Cis went into a pew close to the door, and from habit, but without consciousness of her action, knelt and made the sign of the cross because she had just come into church. She had long ago fallen into the way of thus kneeling on entering, and, first of all prayers, repeating the Act of Contrition.
Now she began slowly, without knowing what she said, to whisper: “In the Name of the Father, and of the Son, and of the Holy Ghost. O my God, I am heartily sorry that—” Her lips ceased moving; she could go no farther. Heartily sorry—for what?
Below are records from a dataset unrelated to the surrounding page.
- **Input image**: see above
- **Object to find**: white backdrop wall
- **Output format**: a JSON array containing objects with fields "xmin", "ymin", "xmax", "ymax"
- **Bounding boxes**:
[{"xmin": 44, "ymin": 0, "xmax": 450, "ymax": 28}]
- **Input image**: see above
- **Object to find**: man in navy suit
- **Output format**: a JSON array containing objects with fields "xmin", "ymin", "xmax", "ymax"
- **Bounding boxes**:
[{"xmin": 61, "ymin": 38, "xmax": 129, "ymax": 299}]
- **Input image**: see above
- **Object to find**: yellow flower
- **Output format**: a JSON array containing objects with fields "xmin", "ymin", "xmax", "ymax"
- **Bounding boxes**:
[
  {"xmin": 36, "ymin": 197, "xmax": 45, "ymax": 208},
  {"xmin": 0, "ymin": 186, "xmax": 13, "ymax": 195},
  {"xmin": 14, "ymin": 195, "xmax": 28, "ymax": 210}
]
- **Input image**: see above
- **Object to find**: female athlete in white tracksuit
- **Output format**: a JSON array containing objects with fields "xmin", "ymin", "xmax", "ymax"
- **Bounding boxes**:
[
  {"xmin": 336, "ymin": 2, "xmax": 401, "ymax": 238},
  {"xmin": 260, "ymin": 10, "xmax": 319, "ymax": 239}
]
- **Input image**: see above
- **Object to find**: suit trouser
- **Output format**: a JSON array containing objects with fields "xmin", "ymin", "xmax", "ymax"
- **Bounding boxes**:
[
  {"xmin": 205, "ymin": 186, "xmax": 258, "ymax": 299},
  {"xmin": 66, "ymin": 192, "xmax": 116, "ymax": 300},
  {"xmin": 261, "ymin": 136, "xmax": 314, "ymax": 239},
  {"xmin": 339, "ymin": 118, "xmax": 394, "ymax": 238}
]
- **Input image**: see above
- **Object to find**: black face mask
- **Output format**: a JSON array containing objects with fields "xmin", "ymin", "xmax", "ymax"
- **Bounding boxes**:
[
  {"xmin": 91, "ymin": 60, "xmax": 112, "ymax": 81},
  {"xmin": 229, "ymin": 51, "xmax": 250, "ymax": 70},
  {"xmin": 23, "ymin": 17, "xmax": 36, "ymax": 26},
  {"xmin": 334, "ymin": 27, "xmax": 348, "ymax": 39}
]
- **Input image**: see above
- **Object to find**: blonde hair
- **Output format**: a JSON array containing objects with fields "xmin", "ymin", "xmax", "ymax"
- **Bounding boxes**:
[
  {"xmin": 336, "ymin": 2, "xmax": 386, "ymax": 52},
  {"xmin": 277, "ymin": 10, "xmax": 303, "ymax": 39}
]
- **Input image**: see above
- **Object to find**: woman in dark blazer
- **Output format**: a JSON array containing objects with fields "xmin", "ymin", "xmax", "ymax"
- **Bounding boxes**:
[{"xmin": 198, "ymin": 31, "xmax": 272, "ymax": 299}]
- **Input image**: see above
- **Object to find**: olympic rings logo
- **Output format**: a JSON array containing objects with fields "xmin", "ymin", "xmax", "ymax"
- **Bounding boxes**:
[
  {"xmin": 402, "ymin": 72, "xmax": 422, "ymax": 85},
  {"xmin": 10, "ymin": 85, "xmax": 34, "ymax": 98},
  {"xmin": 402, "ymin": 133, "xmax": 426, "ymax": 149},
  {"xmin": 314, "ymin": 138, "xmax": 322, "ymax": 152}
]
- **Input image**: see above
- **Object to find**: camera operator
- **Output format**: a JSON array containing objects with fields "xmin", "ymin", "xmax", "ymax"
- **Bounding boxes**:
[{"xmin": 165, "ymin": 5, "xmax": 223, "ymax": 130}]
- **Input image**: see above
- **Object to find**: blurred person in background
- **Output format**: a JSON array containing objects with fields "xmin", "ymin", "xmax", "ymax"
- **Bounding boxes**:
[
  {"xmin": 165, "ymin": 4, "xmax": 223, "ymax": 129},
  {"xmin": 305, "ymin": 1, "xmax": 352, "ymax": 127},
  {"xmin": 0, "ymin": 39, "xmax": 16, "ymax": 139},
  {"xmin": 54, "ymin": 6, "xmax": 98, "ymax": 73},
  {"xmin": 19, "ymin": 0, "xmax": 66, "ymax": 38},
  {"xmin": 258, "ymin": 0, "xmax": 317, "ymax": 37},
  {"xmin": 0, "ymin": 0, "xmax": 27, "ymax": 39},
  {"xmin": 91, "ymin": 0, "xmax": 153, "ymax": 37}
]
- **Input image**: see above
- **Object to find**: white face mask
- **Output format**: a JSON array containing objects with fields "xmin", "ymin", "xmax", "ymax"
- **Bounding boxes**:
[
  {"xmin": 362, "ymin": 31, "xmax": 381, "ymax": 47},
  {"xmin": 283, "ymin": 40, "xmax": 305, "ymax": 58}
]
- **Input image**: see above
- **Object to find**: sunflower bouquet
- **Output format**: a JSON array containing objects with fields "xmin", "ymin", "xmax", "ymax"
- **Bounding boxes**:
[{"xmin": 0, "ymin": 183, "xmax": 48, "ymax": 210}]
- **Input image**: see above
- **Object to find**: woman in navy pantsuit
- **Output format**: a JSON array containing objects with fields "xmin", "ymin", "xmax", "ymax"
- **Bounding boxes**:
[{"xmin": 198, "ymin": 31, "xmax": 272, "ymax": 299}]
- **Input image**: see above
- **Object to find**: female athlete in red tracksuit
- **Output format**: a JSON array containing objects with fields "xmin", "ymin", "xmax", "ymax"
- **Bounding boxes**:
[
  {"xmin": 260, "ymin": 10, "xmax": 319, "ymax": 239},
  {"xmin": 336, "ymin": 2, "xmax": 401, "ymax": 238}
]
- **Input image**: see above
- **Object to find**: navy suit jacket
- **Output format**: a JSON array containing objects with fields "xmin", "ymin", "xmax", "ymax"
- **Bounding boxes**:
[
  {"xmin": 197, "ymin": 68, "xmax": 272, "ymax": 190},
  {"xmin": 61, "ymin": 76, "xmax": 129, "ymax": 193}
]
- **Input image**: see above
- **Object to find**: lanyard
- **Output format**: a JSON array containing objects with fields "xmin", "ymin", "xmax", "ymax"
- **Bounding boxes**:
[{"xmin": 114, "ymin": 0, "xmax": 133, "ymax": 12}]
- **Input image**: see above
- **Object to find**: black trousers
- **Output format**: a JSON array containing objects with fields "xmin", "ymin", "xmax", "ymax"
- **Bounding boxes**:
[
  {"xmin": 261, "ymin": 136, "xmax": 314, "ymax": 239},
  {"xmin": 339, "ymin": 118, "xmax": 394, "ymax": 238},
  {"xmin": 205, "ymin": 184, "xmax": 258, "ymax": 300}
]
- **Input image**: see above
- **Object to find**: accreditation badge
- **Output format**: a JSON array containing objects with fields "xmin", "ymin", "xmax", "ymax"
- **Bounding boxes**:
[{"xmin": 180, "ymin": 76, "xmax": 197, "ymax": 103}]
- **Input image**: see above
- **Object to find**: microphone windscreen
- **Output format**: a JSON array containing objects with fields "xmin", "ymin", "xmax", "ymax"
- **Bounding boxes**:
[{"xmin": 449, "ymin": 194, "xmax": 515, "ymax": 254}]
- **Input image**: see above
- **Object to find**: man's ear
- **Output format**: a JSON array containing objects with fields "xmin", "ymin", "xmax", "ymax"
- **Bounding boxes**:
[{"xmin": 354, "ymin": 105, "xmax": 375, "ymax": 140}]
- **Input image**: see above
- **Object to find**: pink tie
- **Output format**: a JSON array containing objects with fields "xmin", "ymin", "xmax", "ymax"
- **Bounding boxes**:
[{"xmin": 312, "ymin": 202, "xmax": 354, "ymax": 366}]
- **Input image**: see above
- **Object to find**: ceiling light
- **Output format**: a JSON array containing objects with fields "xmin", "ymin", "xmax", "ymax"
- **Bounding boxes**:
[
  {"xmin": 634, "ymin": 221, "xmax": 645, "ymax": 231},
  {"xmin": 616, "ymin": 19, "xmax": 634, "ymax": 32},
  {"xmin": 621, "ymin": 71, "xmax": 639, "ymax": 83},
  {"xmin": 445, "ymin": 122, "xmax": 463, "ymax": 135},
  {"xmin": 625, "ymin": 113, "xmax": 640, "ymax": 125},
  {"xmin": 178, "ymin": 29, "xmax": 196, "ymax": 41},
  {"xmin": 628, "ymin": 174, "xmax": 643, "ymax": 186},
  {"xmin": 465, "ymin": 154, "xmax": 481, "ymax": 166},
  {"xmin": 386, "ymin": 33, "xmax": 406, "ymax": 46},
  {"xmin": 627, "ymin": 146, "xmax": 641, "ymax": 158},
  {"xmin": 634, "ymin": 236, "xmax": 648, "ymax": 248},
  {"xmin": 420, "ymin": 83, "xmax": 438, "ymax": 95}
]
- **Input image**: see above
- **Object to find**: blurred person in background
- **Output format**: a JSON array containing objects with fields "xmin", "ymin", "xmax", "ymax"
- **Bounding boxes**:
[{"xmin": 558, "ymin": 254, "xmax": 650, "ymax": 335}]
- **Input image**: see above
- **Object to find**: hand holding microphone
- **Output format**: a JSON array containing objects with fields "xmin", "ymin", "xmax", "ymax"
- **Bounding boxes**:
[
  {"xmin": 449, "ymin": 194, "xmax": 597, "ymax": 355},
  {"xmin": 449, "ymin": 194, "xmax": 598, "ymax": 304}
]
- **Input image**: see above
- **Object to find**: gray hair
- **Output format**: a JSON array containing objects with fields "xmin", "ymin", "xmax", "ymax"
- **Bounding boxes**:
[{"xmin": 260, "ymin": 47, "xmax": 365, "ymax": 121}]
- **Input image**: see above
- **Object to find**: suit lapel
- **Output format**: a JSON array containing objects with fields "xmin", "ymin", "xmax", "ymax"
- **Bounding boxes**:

Rodney Moore had a living wife; he was unhappy about it. So was she. She was sorry that this was so. There was that nice apartment which he had shown her, and those chairs; one was the chair for the lady of the house. What hurt her so? Was it her head? It did not seem to her that she had brought it with her, yet she felt a terrible pain; it seemed to be in her head. What was it she had to think about? Rodney was not dead. Why did she feel as though he were dead? Or was it that there was no Rodney? He had a wife, alive. He had none, so he had said, but if she were alive? He must have forgotten, poor Rodney, that when one’s wife is alive—there she is: alive! Still the wife. She was not thinking, and she had come here to think; it was quiet, deeply, peacefully quiet, and somehow quieting, as well. She would be able to think here.
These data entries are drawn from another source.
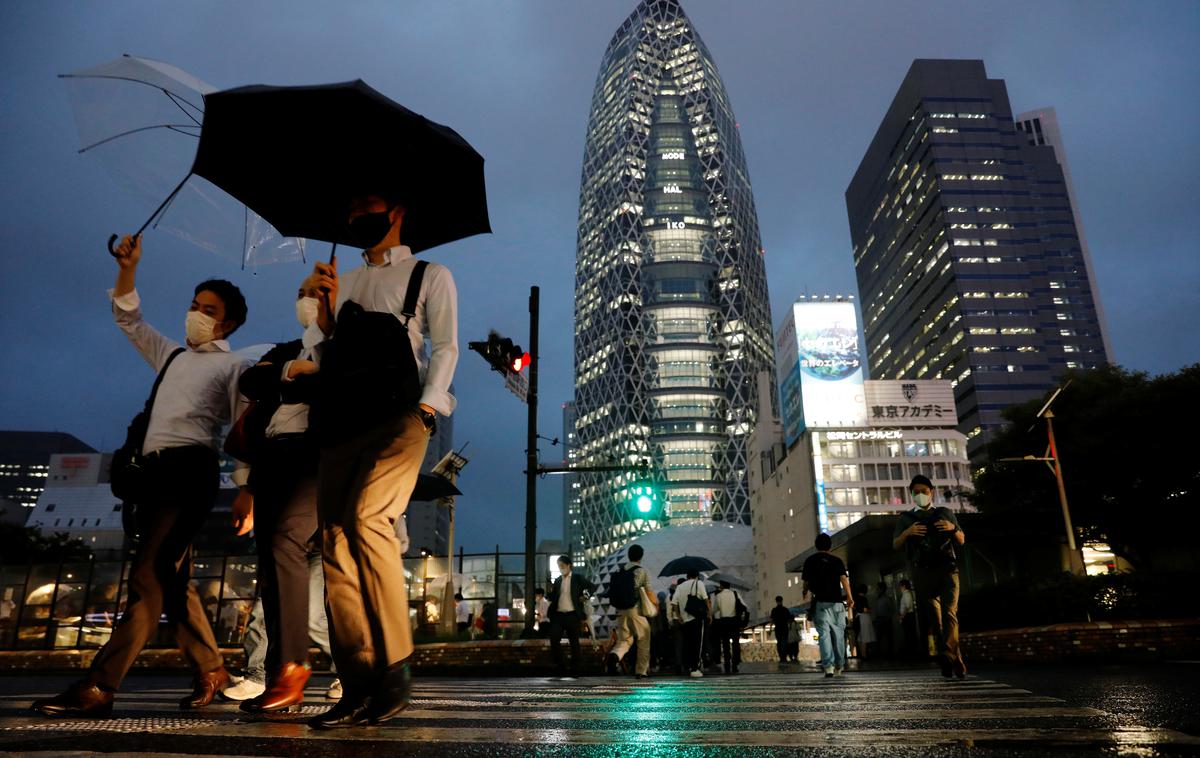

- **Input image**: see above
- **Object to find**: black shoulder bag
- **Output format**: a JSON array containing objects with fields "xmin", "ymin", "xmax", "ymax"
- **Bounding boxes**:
[
  {"xmin": 108, "ymin": 348, "xmax": 184, "ymax": 503},
  {"xmin": 308, "ymin": 260, "xmax": 428, "ymax": 446}
]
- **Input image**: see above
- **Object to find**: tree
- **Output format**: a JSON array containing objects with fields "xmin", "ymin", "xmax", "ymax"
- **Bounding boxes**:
[
  {"xmin": 0, "ymin": 523, "xmax": 91, "ymax": 564},
  {"xmin": 972, "ymin": 363, "xmax": 1200, "ymax": 570}
]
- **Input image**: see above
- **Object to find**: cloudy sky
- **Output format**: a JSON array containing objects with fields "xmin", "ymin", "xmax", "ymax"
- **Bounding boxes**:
[{"xmin": 0, "ymin": 0, "xmax": 1200, "ymax": 551}]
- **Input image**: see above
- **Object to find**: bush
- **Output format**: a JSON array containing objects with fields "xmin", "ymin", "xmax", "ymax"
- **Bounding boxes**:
[{"xmin": 959, "ymin": 571, "xmax": 1200, "ymax": 632}]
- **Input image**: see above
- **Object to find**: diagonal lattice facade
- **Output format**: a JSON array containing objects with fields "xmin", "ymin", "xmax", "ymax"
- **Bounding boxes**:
[{"xmin": 574, "ymin": 0, "xmax": 775, "ymax": 563}]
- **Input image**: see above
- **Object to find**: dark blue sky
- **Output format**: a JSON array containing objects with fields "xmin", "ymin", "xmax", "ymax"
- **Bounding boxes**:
[{"xmin": 0, "ymin": 0, "xmax": 1200, "ymax": 551}]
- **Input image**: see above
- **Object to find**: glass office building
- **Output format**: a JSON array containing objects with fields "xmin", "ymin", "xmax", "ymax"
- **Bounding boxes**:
[
  {"xmin": 572, "ymin": 0, "xmax": 774, "ymax": 561},
  {"xmin": 846, "ymin": 60, "xmax": 1109, "ymax": 463}
]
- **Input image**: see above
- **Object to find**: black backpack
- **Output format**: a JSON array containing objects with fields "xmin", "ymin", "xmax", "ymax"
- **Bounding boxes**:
[
  {"xmin": 733, "ymin": 591, "xmax": 750, "ymax": 628},
  {"xmin": 608, "ymin": 567, "xmax": 637, "ymax": 610},
  {"xmin": 308, "ymin": 260, "xmax": 428, "ymax": 446}
]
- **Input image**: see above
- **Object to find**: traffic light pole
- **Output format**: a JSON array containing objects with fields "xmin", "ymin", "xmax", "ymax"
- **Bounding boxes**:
[{"xmin": 525, "ymin": 287, "xmax": 540, "ymax": 638}]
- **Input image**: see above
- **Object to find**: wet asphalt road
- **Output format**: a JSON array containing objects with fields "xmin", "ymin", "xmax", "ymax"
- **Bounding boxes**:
[{"xmin": 0, "ymin": 662, "xmax": 1200, "ymax": 758}]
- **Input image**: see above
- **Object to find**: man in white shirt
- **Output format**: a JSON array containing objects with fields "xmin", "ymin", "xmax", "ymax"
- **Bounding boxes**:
[
  {"xmin": 454, "ymin": 592, "xmax": 470, "ymax": 634},
  {"xmin": 32, "ymin": 236, "xmax": 251, "ymax": 716},
  {"xmin": 224, "ymin": 281, "xmax": 336, "ymax": 712},
  {"xmin": 671, "ymin": 569, "xmax": 712, "ymax": 679},
  {"xmin": 533, "ymin": 586, "xmax": 550, "ymax": 634},
  {"xmin": 606, "ymin": 545, "xmax": 658, "ymax": 679},
  {"xmin": 546, "ymin": 555, "xmax": 596, "ymax": 675},
  {"xmin": 304, "ymin": 195, "xmax": 458, "ymax": 729},
  {"xmin": 713, "ymin": 580, "xmax": 742, "ymax": 674}
]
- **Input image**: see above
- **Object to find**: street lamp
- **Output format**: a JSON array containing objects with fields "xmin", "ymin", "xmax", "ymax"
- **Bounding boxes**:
[{"xmin": 1000, "ymin": 379, "xmax": 1087, "ymax": 576}]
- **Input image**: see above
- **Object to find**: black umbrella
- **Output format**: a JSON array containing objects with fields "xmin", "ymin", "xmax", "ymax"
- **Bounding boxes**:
[
  {"xmin": 192, "ymin": 80, "xmax": 491, "ymax": 252},
  {"xmin": 409, "ymin": 474, "xmax": 462, "ymax": 503},
  {"xmin": 659, "ymin": 555, "xmax": 716, "ymax": 577}
]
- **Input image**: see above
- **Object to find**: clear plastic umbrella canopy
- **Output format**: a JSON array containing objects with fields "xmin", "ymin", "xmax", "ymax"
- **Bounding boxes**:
[{"xmin": 61, "ymin": 55, "xmax": 305, "ymax": 267}]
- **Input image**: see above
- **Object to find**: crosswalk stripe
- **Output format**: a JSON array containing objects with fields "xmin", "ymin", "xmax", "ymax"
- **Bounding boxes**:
[
  {"xmin": 0, "ymin": 672, "xmax": 1200, "ymax": 752},
  {"xmin": 388, "ymin": 703, "xmax": 1104, "ymax": 722}
]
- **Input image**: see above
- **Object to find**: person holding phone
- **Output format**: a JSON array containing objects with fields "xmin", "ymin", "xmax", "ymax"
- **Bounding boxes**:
[{"xmin": 892, "ymin": 474, "xmax": 967, "ymax": 679}]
Cis knelt staring at the altar, her face so white that an old woman, entering, turned as if to speak to her, then changed her mind and went on, shaking her head pityingly, saying to herself: “God pity and help her, the poor young creature!” as she ducked her edition of a genuflection toward the altar and knelt in a pew, rattling big brown rosary beads, supplemented by several large medals, on the back of the pew against which she rested her gnarled hands.
Was it that the benison was effective? It was not long before the strange submergence of her conscious self which had overwhelmed Cicely on hearing Rodney’s knell of her joy, broke and rolled back, leaving her soul bare to an agony that saw only too clearly, grasped only too acutely exactly what had befallen her.
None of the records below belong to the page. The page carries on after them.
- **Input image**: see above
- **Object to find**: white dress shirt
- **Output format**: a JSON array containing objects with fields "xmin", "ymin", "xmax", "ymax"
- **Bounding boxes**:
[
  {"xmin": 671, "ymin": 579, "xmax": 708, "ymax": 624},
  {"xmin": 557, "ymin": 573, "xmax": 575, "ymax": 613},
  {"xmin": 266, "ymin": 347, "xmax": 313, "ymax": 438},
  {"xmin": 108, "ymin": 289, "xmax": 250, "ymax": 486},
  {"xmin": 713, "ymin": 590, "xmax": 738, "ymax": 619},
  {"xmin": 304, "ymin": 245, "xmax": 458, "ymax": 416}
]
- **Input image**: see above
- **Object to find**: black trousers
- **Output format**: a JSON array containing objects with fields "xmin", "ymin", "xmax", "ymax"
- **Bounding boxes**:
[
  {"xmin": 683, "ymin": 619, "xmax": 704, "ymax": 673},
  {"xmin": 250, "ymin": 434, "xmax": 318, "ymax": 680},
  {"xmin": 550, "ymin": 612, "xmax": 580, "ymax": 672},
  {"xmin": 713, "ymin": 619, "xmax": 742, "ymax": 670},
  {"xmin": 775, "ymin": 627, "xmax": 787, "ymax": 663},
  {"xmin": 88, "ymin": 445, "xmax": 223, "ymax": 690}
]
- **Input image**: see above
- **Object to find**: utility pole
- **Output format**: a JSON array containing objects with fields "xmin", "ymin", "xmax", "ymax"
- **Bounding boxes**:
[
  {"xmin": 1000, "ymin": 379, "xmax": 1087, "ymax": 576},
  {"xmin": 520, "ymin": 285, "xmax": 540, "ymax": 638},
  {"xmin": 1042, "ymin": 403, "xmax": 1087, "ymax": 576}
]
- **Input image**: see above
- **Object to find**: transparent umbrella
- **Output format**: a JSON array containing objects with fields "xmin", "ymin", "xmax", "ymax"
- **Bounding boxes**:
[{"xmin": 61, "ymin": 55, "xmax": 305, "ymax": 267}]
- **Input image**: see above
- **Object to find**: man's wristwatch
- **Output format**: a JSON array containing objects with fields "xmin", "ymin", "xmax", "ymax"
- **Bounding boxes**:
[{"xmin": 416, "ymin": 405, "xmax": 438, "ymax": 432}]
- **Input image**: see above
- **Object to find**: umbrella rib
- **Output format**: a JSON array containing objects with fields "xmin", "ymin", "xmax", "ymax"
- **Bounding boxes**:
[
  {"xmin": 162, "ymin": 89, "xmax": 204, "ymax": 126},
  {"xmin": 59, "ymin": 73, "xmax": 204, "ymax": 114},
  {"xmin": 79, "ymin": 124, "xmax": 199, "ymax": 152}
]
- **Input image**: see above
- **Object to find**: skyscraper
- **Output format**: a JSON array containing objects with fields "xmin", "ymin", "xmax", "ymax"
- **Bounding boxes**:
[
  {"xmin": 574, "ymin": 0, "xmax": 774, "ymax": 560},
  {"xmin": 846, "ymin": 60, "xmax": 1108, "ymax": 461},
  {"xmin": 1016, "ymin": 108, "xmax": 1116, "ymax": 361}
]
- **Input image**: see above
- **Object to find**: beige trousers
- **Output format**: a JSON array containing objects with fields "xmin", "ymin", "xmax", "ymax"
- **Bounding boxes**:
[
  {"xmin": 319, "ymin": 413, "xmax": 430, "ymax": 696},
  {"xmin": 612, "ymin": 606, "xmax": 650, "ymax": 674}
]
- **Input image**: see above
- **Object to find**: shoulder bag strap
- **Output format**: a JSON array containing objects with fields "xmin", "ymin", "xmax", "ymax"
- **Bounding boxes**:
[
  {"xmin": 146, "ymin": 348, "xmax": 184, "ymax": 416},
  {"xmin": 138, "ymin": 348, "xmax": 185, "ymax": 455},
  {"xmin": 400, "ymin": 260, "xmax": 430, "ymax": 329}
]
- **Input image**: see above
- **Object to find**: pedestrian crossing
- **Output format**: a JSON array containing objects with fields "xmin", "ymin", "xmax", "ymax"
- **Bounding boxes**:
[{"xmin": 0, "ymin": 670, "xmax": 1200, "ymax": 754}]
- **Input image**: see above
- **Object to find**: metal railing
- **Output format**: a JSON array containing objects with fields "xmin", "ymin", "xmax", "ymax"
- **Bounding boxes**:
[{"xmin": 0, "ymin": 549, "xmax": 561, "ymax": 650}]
She was promised to marry within four weeks a man whose wife was still alive!
Under the law of the country Rodney was entirely free. It was the woman, not he, who had broken the marriage vow, who had desecrated the marriage, sinned against herself, against Rodney, against God. No one would ask a man to condone her sin, unrepented, persisted in. The state issued licenses to marry; it protected the legality of marriage; under its laws children were made legitimate, their rights protected; marriage was a civil institution, the foundation of decent living, of homes which were the unit of the state; it was essentially the bulwark of civilization. When it ceased to be the foundation of decent living, when the sin of a parent endangered the legitimacy of children, when the home was corrupted, the yoke become a galling chain, even disgrace, then the state, which had approved the union and licensed it under its laws, revoked it, dissolved it, allowing the innocent partner of the union to go free, to make another marriage if he, or she, so desired; be perfectly free to enjoy the rights of every citizen, “life, liberty and the pursuit of happiness.”
If there were states which went so far as to allow equal privileges to the guilty spouse; which gave to one who had debased one marriage, freedom to contract another, or even others, that was all wrong, of course, but that consideration was uncalled for in this case. Rodney was wronged; he had been made free of the person who had wrecked his happiness, and that was just.
Ah, but what was this, this other side to the divorce question? The teaching of Christ Himself, of His Church, continuing His teaching, practising it, though it bore ever so heavily upon a case peculiarly putting forth pleas for its exception; holding it irrefrangible though it cost a kingdom, and plunged a whole noble and religious nation into heresy?